I Stopped Measuring Our Form Product by Submits. I Started Measuring by Recall.

Most form products measure themselves by submissions.

That is the demo metric.

It is on the dashboard, it is in the launch post, it is in the year-end summary, it is in the case studies. "X forms created, Y submissions collected."

For the first six months of FORMLOVA I was looking at submissions too.

It made sense. The product is a form product. Forms collect submissions. More submissions, more value, right?

I was wrong, and the reason I was wrong is something I think is worth writing down for anyone building in this category, because the same trap is sitting under most form-adjacent ideas.

The submission metric is misleading

The first reason it is misleading is that submissions are a moment.

A submission happens, gets counted, and is over.

If your product helps a team collect more submissions in a quarter, that is great, but the quarter ends. The graph resets. The metric does not compound.

The second reason it is misleading is that submissions hide what happens after.

A team that collects 200 submissions and follows up on zero is in worse shape than a team that collects 20 submissions and acts on every one. The submission count cannot tell the difference. It looks great in both cases.

The third reason it is misleading is that submissions reward the wrong product behavior.

If submission count is the metric, the product team will keep optimizing the intake surface. Bigger submit button. Cleaner mobile UX. Fewer fields. More themes.
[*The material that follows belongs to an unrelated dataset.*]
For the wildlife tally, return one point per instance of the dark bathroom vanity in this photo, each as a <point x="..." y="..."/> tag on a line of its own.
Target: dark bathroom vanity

More animations.

All of that is fine, but it is the easy quarter of the product.

The other three quarters of the product, which are about what happens to the responses over time, get no metric pressure at all.

So I changed the metric.

The metric I actually wanted

What I wanted to grow was not submissions.
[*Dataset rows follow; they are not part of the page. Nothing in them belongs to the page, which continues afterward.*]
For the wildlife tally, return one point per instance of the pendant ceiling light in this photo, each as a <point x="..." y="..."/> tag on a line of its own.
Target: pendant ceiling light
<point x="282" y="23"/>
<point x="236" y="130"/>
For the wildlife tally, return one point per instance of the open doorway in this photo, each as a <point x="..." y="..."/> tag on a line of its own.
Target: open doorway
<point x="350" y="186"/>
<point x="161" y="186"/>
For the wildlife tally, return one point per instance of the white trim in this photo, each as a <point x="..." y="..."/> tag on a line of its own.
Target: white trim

What I wanted to grow was the number of times someone on the team came back to a past response and got value from it.

I started calling that "recall."

A recall is when:

A teammate opens a response from three months ago to remember what the customer asked.
A salesperson looks up the prior submissions of an account before reaching out.
A product manager pulls feedback from the last 90 days to inform a roadmap decision.
An AI client searches the response history to answer a respondent's follow-up question.
A compliance officer audits the decisions made on a response months later.
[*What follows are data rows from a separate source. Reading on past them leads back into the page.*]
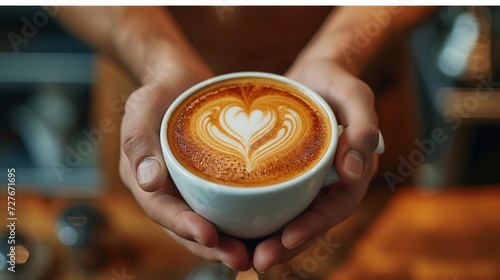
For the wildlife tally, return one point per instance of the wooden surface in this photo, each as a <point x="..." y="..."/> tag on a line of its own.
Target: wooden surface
<point x="133" y="244"/>
<point x="452" y="234"/>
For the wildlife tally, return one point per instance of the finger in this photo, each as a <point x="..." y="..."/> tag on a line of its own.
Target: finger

Each of those is a recall.

A recall is the moment a response stops being event data and starts being memory.

A team that recalls often is a team for which the form responses became an asset.

A team that never recalls is a team for which the form responses became a graveyard.

A four-message conversation that turned out to be the product

The clearest moment I had where the metric swap clicked was watching a customer use the product in a way I had not designed for.

They opened a chat with FORMLOVA and asked:

> 回答一覧の名前を出して

The product replied with a list of twelve names, working from already-fetched context rather than re-querying. Then they asked:

> 参加人数が3名の名前を一覧で教えて

Two names came back: 小林直樹 and 鈴木花子. Then they asked:

> その方々が回答内容全てを教えてください

Full details came back: response IDs 39121 and 39116, submission timestamps, email addresses, phone numbers, the "参加人数：3名" field, and small free-text notes from each respondent.

Then the kicker:

> その2名を対応中のステータスにして

Reply:

2件まとめて更新します。
完了しました。小林 直樹（3/26）と鈴木 花子（3/8）の2件を「対応中」に変更しました。

Four messages. A bulk status update on a filtered subset of responses, with no dashboard ever opened. The status transition was logged in audit_logs, attached to the records as decision provenance, and the responses now had stable status that would survive even if the original operator left the company.

This was not a single submission. It was a moment of recall, layered on top of submissions that had happened weeks earlier. The submissions had been counted long ago. The value was being generated right now, in the act of recalling and acting on them.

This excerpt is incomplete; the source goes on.